Saltar al contenido principal

Ana Silvia Arrocha Contreras Caso: Manejo de Residuos Eléctricos y Electrónicos CDMX - PNUD

Ana Silvia Arrocha Contreras Caso: Manejo de Residuos Eléctricos y Electrónicos CDMX - PNUD

por Ana Silvia Arrocha Contreras -
Número de respuestas: 1

1. Descripción del caso

Entre 2020 y 2022 participé como consultora jurídica en un proyecto del Programa de las Naciones Unidas para el Desarrollo (PNUD) sobre el manejo de Residuos de Aparatos Eléctricos y Electrónicos (RAEE) en la Ciudad de México. El proyecto tenía dos vertientes: una jurídica, orientada a determinar si los residuos electrónicos estaban sujetos a Planes de Manejo conforme a la Ley General para la Prevención y Gestión Integral de los Residuos (LGPGIR) y la NOM-161-SEMARNAT-2011; y una económico-financiera, que evaluó la viabilidad de instalar una planta de separación de RAEE en la CDMX, proyectando la generación de residuos electrónicos de 2020 a 2040 con datos del INEGI, SEMARNAT y CONAPO.

El diagnóstico identificó una brecha crítica: aunque la normatividad obliga a productores, importadores y distribuidores a formular Planes de Manejo para los RAEE listados en la NOM-161, el cumplimiento era mínimo y la infraestructura de reciclaje era insuficiente para procesar los más de 35,000 toneladas anuales generadas en la CDMX proyectadas para ese período.

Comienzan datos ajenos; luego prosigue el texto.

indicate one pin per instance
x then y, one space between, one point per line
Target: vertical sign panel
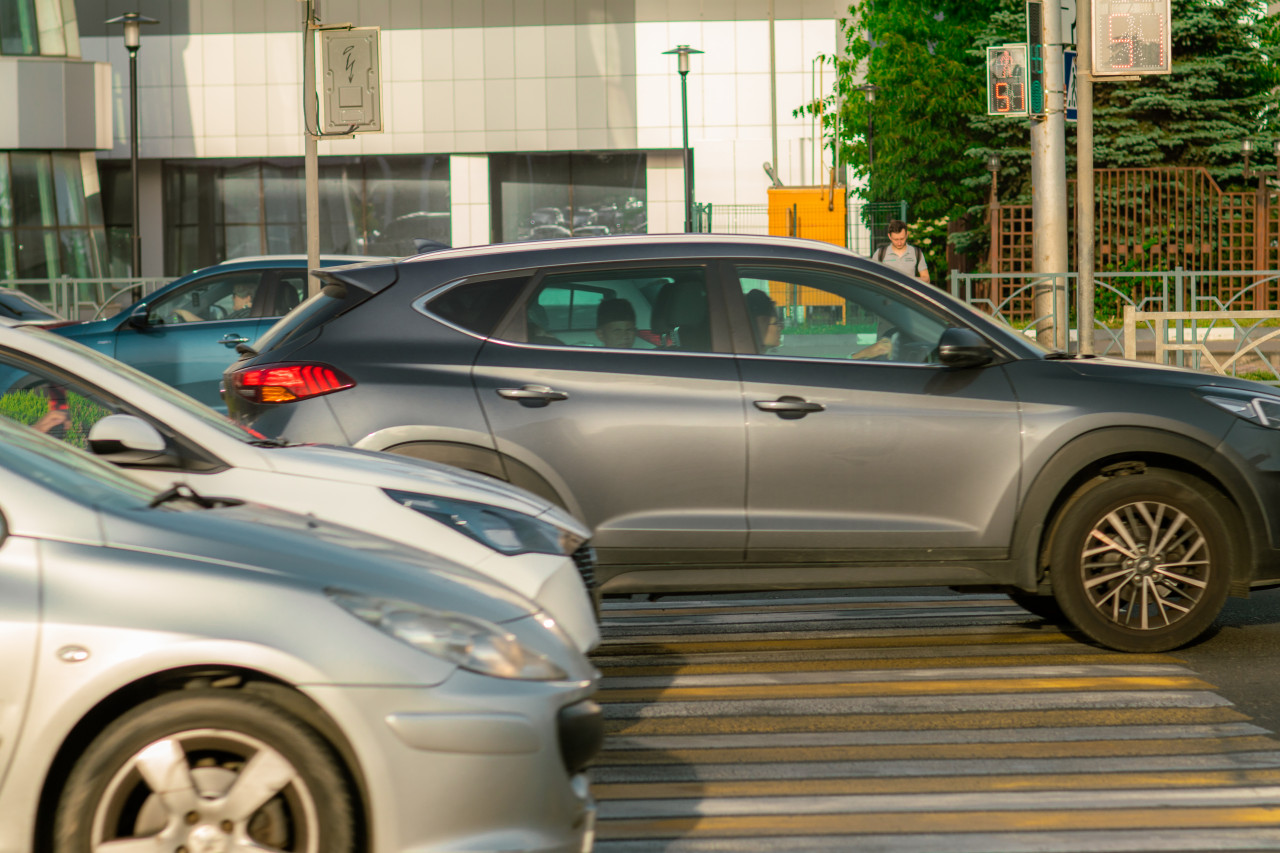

2. Enfoque metodológico seleccionado: Mixto

Para este caso consideré que el enfoque mixto era el más adecuado, dado que la problemática tenía simultáneamente una dimensión normativo-interpretativa (cualitativa) y una dimensión de medición y proyección económica (cuantitativa), imposibles de separar sin perder precisión diagnóstica.

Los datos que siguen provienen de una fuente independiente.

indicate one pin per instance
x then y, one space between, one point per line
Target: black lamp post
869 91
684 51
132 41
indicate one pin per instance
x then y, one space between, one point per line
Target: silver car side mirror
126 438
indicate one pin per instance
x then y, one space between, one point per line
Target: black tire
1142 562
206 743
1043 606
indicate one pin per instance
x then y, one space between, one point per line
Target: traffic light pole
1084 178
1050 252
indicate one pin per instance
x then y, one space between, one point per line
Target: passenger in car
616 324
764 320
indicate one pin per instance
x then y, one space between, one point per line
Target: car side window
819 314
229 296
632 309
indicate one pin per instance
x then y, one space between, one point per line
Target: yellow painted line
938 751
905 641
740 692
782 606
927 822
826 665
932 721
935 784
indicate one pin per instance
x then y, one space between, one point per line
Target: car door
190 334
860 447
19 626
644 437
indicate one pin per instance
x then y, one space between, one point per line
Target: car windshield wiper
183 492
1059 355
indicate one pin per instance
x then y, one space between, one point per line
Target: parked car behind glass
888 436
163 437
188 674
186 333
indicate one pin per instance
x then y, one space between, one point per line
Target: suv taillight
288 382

3. Argumentación: dos ventajas y una desventaja

Ventaja 1 — Complementariedad analítica. El componente cuantitativo permitió construir proyecciones de generación de RAEE mediante modelos de interpolación poblacional (CONAPO 2016-2050) y calcular indicadores financieros concretos: Valor Presente Neto de $250,152,670 MXN, Tasa Interna de Rendimiento del 90.27% anual e ingresos proyectados por aprovechamiento de materiales reciclables de $97,559,228 MXN/año. Estos datos solos no explicaban por qué el sistema de gestión fallaba. El componente cualitativo —análisis jurídico de la LGPGIR, su Reglamento y la NOM-161-SEMARNAT-2011— identificó el vacío normativo específico: los RAEE están clasificados como residuos de manejo especial, no peligrosos, lo que genera obligaciones distintas que muchos operadores desconocen o incumplen. Ninguno de los dos enfoques por separado habría producido un diagnóstico accionable.

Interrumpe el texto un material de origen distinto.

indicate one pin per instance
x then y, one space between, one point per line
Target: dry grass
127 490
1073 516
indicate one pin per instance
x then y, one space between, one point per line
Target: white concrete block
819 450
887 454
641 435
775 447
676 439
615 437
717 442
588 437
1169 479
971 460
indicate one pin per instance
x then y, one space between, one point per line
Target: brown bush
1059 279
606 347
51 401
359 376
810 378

Ventaja 2 — Mayor solidez para la toma de decisiones institucional. Al presentar hallazgos ante el PNUD y autoridades ambientales, la combinación de evidencia jurídica y financiera dotó al reporte de una credibilidad que un enfoque único no hubiera logrado. Los tomadores de decisión podían ver simultáneamente qué dice la ley, cuántos residuos se generan y cuánto cuesta y rinde resolver el problema. Esto es consistente con lo que la Unidad 5 señala sobre la triangulación de fuentes: contrastar hallazgos desde diferentes perspectivas fortalece la validez de las conclusiones.

Desventaja — Mayor complejidad y tiempo de ejecución. La principal limitación del enfoque mixto fue el costo metodológico: requirió integrar marcos conceptuales distintos (análisis jurídico dogmático + modelación financiera), distintos instrumentos de recolección y equipos con perfiles complementarios. Esto extendió los tiempos de análisis e implicó un mayor esfuerzo de coordinación para que los hallazgos cualitativos y cuantitativos dialogaran de forma coherente en el reporte final.

En respuesta a Ana Silvia Arrocha Contreras

Re: Ana Silvia Arrocha Contreras Caso: Manejo de Residuos Eléctricos y Electrónicos CDMX - PNUD

por Torres Valdés María Eugenia -
Hola, Ana

Coincido contigo en la elección del enfoque mixto como el más adecuado para abordar la problemática planteada. Al igual que en mi caso, considero que este tipo de enfoque permite integrar tanto el análisis de datos cuantitativos como la comprensión de factores cualitativos, lo cual resulta fundamental cuando se trata de problemáticas complejas.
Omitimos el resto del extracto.